During the recent construction of an over 195,000 sq ft K-12 school, Wells overlapped the design, production and erection phases to reduce the overall project schedule from the 55 weeks originally figured in the initial project schedule to 40 weeks. The contractor on the project performed a study and by comparison, it would have taken approximately over 80 weeks had the same work been done, with masonry, steel and a traditional workforce. In the end, 705 precast pieces were set in just13 weeks, allowing the school to open in time for the fall semester.
This speed and time savings is achieved along with enhanced quality control. Wells manufactures its panels within six PCI-certified locations across the U.S., with most of its products poured indoors where temperatures and the environment are easily regulated.
A Safe Place
To meet the current ICC 500 building codes, prefabricated building solutions are increasingly being turned to for storm shelter designs. It’s seen as a practical and efficient way to achieve the “ICC 500 Standard for the Design and Construction of Storm Shelters;” supporting this demand, Wells has worked on more than 80 such shelters in just the last ten years.
ICC 500 isn’t new. Officially adopted in 2014, if required the standard mandates that public funded projects include an adequately sized on-site storm shelter capable of withstanding wind speeds of up to 250 mph. That’s obviously important in an educational setting, keeping children and occupants safe and functioning as overflow for the community during disasters.
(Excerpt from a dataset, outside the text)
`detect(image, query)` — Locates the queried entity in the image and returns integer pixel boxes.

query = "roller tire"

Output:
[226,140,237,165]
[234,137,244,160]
These high-occupancy buildings are designed for a minimum occupancy time of two hours, and equipped with ventilation, fire and safety measures, sanitation and lighting. And as an added benefit, precast is naturally fire resistant.
Wells takes the design of these structural systems seriously. Our in-house engineering team ensures that the design of the building envelope is strong and durable enough to provide adequate protection from flying debris. We also address the danger of uplift with enhanced roof strengths and modified wall panels that can withstand increased wind pressures.